(Last Updated on April 21, 2022 by zimdaily)
HARARE – Auditor General Mildred Chiri has questioned the viability of four parastatals whose current liabilities exceed current assets and have been incurring losses running into millions of dollars over the years. In her latest audit report on State Enterprises and Parastatals, Chiri flagged the Zimbabwe United Passenger Company (Zupco), Powertel Communications (Private) Limited, the National Railways of Zimbabwe (NRZ) and TelOne as loss making and highly indebted government-owned companies whose viability remains in doubt.
The Auditor-General said NRZ has been incurring substantial losses for over 10 years owing to sub-economic operating capacity, antiquated equipment and high provisions for doubtful debtors.
“Included in the inventories balance are spares for rail infrastructure and locomotives totaling ZW$ 698 537 547 (2019: ZW$ 664 634 384). These spares are for antiquated, decommissioned equipment and rail infrastructure. The company has antiquated operating equipment and has been forced to rely on locomotives
leased from third parties. All the lease contracts for the locomotives are denominated in United Stated dollars. This exposes NRZ to significant foreign currency losses,” Chiri said in her report.
“Loans totalling ZW$1 065 261 426 (2019: ZW$1 179 211 868 were overdue,” the report said.
It also emerged that the railway company is owing its current and former employees millions of dollars in salaries and benefits.
“The National Railways of Zimbabwe Pension Fund had a deficit of ZW$383 million, according to the 2020 draft actuarial valuation report done by independent consultants. The company fully provided for this deficit in the accounts. However, the company has no financial resources to pay the Pension Fund ZW$526 542 152 that was due at the end of the financial year comprising of: outstanding company and employee pension contributions ZW$ 143 452 013 and accrual for pension deficit ZW$383 090 139.”
On Powertel Communications (Private) Limited, a wholly owned subsidiary of Zesa Holdings with the core business of providing information communication technology connectivity services, Chiri said the firm was incurring losses and the conditions it was operating in cast into doubt its ability to continue operating.”These conditions indicate the existence of a material uncertainty that may cast significant doubt on the company’s ability to continue operating as a going concern,” the report said.
On TelOne, Chiri said: “The entity has significant legacy loans and borrowings amounting to ZW$46 066 757 523 (2019: ZW$41 604 029 684) principal plus interest accruals. The fixed-term borrowings approached maturity without realistic prospects of renewal or repayment.
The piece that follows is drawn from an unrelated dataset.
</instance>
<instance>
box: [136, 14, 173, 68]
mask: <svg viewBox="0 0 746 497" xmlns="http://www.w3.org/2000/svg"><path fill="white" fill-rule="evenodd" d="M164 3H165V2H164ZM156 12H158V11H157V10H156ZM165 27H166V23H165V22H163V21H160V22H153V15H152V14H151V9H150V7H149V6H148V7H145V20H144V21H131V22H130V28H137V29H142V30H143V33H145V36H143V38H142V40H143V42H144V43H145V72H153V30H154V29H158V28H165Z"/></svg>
These conditions indicate that a material uncertainty exists that may cast significant doubt about the company’s ability to continue as a going concern.”
The company had long outstanding foreign creditors which amounted to US$18 586 005 as at December 31, 2020 and 75% of these creditors were overdue with more than 120 days.
“On enquiry with management it was highlighted that the ability to settle international creditors had been hampered by lack of access to foreign currency,” the report said.
Chiri also questioned Zupco’s ability to continue because of the company’s current liabilities that are currently exceeding current assets by ZW$81 972 013 (2018: ZW$92 749 521), the significant gross loss of ZW$ 372 507 428(2018 loss: ZW$ 1 572 805) which she said exposes the company to potential liquidity risk.
“The operating loss before government subsidies of ZW$ 529 578 042 (2018: Nil) was ZW$439 985 816 (2018: ZW$19 975 026). This loss is mainly due to the fact that the company is charging sub-economic passenger fares. This indicates that the company is currently dependent on government subsidy for its operational viability.”
“The company also relies on leased buses from bus operators and on 31 December 2019 the company’s lease liability was ZW$328 269 566 (2018: Nil). The company faces a potential liquidity risk with regard to its lease liabilities.”